The Bill & Melinda Gates Foundation dropped nearly half a crore on an idea of using ultrasound as a temporary and reversible male contraceptive. Sounds fancy, doesn’t it? Let’s rephrase. Bill Gates gave someone 50 lakhs to blast your balls with supersonic weapons so all your sperm die.
It’s only scary ‘cause it’s true.
Excerpts from the Times news article say something along the lines of “Ultrasound produces a heating and vibrating effect that appears to disable sperm cells and deplete the stem cells that are required to replenish sperm reserves in the testes. Post-treatment images of the rat testes showed the tubules inside the testes completely lacking in sperm with almost no immature stem cells[The Times].”
The scientists have already tried blasting the balls of male rats, with “promising results.” With further testing on lower mammals we could have this being done on humans before 2012. The big game plan, apparently, is to have this being used the world over to replace most other forms of condoms.

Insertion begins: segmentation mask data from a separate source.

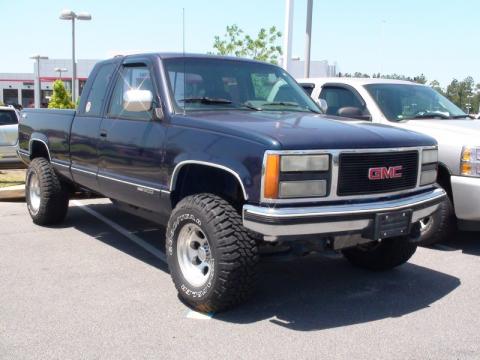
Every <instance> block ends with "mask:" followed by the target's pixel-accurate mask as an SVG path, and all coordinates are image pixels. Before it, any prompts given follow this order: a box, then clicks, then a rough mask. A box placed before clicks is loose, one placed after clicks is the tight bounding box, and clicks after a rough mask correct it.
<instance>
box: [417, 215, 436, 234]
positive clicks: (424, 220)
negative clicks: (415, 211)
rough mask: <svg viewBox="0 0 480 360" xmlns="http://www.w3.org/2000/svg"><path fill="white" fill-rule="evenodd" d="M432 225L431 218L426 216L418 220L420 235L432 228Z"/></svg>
mask: <svg viewBox="0 0 480 360" xmlns="http://www.w3.org/2000/svg"><path fill="white" fill-rule="evenodd" d="M432 223H433V220H432V217H431V216H427V217H426V218H423V219H422V220H420V232H421V233H425V232H427V231H428V230H429V229H430V228H431V227H432Z"/></svg>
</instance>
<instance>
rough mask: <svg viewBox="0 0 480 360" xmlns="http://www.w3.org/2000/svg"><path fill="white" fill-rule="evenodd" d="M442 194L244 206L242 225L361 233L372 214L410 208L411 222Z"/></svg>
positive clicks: (443, 196) (268, 233)
mask: <svg viewBox="0 0 480 360" xmlns="http://www.w3.org/2000/svg"><path fill="white" fill-rule="evenodd" d="M445 196H446V193H445V191H443V190H442V189H439V188H432V189H430V190H427V191H425V192H422V193H415V194H411V195H407V196H403V197H397V198H391V199H388V200H382V201H374V202H356V203H348V204H347V203H341V204H338V205H336V204H329V205H325V206H312V207H283V208H275V207H273V206H270V207H266V206H254V205H245V206H244V207H243V225H244V226H245V227H246V228H247V229H250V230H253V231H255V232H257V233H259V234H262V235H264V236H267V237H269V236H271V237H282V236H296V235H340V234H345V233H350V234H351V233H365V232H367V231H368V230H369V229H370V228H372V227H373V226H374V220H375V216H376V214H379V213H385V212H395V211H402V210H411V211H412V217H411V223H412V224H413V223H416V222H417V221H419V220H421V219H423V218H424V217H426V216H429V215H431V214H432V213H433V212H435V210H437V208H438V204H439V203H440V202H442V200H443V199H444V198H445Z"/></svg>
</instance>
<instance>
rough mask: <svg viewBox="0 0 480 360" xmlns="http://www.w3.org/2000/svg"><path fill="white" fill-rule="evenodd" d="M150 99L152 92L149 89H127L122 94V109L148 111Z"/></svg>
mask: <svg viewBox="0 0 480 360" xmlns="http://www.w3.org/2000/svg"><path fill="white" fill-rule="evenodd" d="M152 101H153V94H152V92H151V91H150V90H136V89H132V90H127V91H126V92H125V93H124V94H123V109H124V110H125V111H132V112H142V111H150V110H151V108H152Z"/></svg>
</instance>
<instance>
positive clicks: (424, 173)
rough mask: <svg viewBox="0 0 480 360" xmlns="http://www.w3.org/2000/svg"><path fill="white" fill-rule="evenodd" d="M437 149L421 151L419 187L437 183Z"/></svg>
mask: <svg viewBox="0 0 480 360" xmlns="http://www.w3.org/2000/svg"><path fill="white" fill-rule="evenodd" d="M437 171H438V149H425V150H423V151H422V172H421V173H420V186H424V185H429V184H433V183H434V182H435V181H437Z"/></svg>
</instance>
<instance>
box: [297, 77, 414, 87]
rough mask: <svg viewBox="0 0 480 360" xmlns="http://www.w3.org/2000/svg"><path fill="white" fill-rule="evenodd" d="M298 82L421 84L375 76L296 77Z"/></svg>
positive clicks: (360, 83) (366, 83) (323, 83)
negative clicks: (301, 77)
mask: <svg viewBox="0 0 480 360" xmlns="http://www.w3.org/2000/svg"><path fill="white" fill-rule="evenodd" d="M296 80H297V81H298V82H300V83H314V84H325V83H327V82H329V83H330V82H332V83H335V82H337V83H342V84H347V85H367V84H403V85H421V84H418V83H415V82H412V81H406V80H393V79H377V78H353V77H317V78H303V79H296Z"/></svg>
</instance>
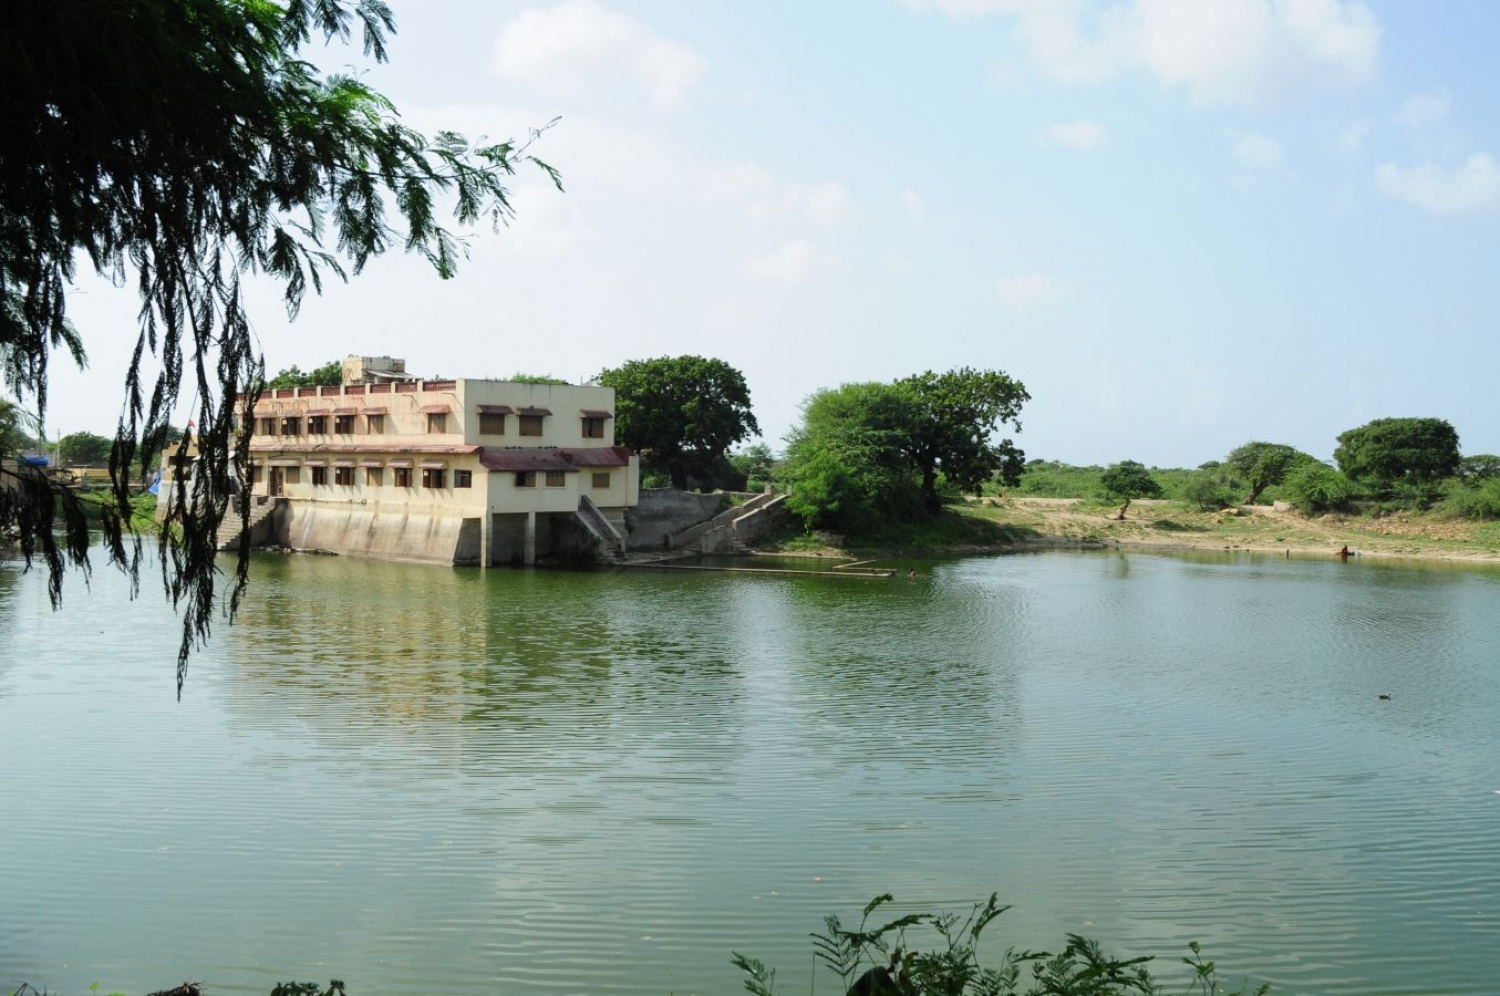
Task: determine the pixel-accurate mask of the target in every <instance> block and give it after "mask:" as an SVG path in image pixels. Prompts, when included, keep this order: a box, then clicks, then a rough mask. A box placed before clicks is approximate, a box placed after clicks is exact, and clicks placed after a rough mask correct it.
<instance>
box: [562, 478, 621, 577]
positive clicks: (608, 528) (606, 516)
mask: <svg viewBox="0 0 1500 996" xmlns="http://www.w3.org/2000/svg"><path fill="white" fill-rule="evenodd" d="M573 514H574V517H576V519H577V523H579V525H580V526H583V531H585V532H588V534H589V535H592V537H594V538H595V540H597V541H598V552H600V558H601V559H604V561H607V562H612V564H618V562H619V561H622V559H624V556H625V537H624V535H621V532H619V529H616V528H615V523H613V522H610V520H609V516H606V514H604V513H603V511H600V510H598V505H595V504H594V499H592V498H589V496H588V495H580V496H579V499H577V511H574V513H573Z"/></svg>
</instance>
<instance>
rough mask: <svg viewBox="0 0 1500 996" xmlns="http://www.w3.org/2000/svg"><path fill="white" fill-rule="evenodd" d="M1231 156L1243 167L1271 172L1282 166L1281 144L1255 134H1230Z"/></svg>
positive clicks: (1270, 136)
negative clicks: (1249, 166) (1268, 171)
mask: <svg viewBox="0 0 1500 996" xmlns="http://www.w3.org/2000/svg"><path fill="white" fill-rule="evenodd" d="M1229 135H1230V138H1232V139H1233V141H1232V142H1230V148H1229V151H1230V154H1232V156H1235V160H1236V162H1238V163H1241V165H1242V166H1250V168H1251V169H1260V171H1271V169H1275V168H1278V166H1280V165H1281V142H1278V141H1277V139H1275V138H1271V136H1268V135H1256V133H1254V132H1230V133H1229Z"/></svg>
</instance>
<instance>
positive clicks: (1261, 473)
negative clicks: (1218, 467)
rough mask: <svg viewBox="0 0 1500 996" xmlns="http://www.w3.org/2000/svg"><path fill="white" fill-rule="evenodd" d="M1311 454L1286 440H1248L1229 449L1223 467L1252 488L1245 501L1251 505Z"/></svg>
mask: <svg viewBox="0 0 1500 996" xmlns="http://www.w3.org/2000/svg"><path fill="white" fill-rule="evenodd" d="M1311 459H1313V458H1311V456H1308V455H1307V453H1302V452H1301V450H1298V449H1296V447H1290V446H1286V444H1284V443H1247V444H1244V446H1238V447H1235V449H1233V450H1230V455H1229V456H1226V458H1224V463H1223V465H1221V468H1223V469H1224V471H1227V472H1229V474H1233V477H1235V478H1236V480H1239V481H1244V484H1245V486H1247V487H1250V493H1248V495H1245V504H1247V505H1253V504H1256V499H1257V498H1260V495H1262V493H1265V490H1266V489H1268V487H1275V486H1277V484H1280V483H1281V481H1283V480H1286V477H1287V471H1290V469H1292V468H1293V466H1296V465H1298V463H1301V462H1305V460H1311Z"/></svg>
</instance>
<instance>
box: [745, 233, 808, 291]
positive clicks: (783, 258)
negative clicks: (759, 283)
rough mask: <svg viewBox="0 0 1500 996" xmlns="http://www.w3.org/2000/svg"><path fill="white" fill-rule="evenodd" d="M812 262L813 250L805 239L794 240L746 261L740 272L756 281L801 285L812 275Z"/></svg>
mask: <svg viewBox="0 0 1500 996" xmlns="http://www.w3.org/2000/svg"><path fill="white" fill-rule="evenodd" d="M814 263H816V257H814V254H813V248H811V246H810V245H808V243H807V240H805V239H796V240H795V242H789V243H786V245H784V246H781V248H780V249H774V251H771V252H768V254H765V255H762V257H751V258H750V260H745V261H744V263H742V264H741V266H739V270H741V272H742V273H744V275H745V276H751V278H757V279H765V281H775V282H780V284H801V282H802V281H805V279H807V278H808V276H810V275H811V272H813V266H814Z"/></svg>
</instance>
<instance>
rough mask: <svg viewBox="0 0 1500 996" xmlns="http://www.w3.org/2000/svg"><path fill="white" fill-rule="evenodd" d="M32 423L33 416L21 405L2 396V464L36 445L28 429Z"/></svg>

The scientists behind this blasted theory are convinced that there’s a marketful of men who’re willing to do this. Of course, it’s quite possible that the scientists who proposed this plan are in no danger of having sex with anyone, since they clearly don’t understand either gender of the human species.
This little nugget, full of pointless facts, would be fine, and could easily be dismissed as another novel way for Bill Gates to fritter away the fortune he’s acquired through skill and cunning.
Except….
The Conspiracy and leap of logic
It’s obvious to anyone who’s read the last few sentences that Bill Gates has entered into a conspiracy with a condom company. There’s absolutely no way in hell that any sober or even drunk out of his frikking skull guy would agree to it. Picture this:
MAN 1: Hey, man, you’re drunk.
MAN 2(drunk and bent over): Hey, man, I’m drunk too.
MAN 1: What’s 17 squared?
MAN 2: A lot of f#$@ing squares.
MAN 1: I think in this stage you’re likely to indulge in risky sexual behavior.
MAN 2: I wish… yeah, sure. Why not?
MAN 1: Come. Let’s go and blast your balls with ultra sonic waves so you’ll have no sperm for the next six months. That way, you won’t knock anyone up.
MAN 2(suddenly straightening up): No, I think I’ll get a university education that’ll statistically help me earn a higher wage. I found your theories on differential equations fascinating. Yes, I’ll major in that or fractals. You have a splendid day, old chap. (shakes hands) and, if you ever speak of blasting my balls again I’ll have you killed. You must know that. Carry on.
I think it’s safe to say that this form of contraception isn’t going to catch on. Certainly not the world over. I don’t think anyone’s that secure. So why is Bill throwing his money away? There’s only one group of people who stand to gain, (Two if you count the four people who think the human population isn’t high enough) the condom companies. Given the choice between having some crazy frustrated med student take aim at my family jewels and lower the carat value, however temporarily, or buying a rubber balloon at 10 bucks a pop, I think I can safely predict my reaction.
How will we know for sure… before it happens?
Okay, putting a conspiracy theory out there is one thing, but there are other predictions we need to be able to make that will prove we’re on the right track. In two months, the Gates Foundation will announce a $2 million grant for a proposal to have small spaceships fire phasers at the general abdominal area to also reduce motility and act as a contraceptive. That’s when you’ll know for sure that ol’ Bill Gates is in bed with the condom companies for sure. Yes, tiny little microscopic spaceships with Phasers.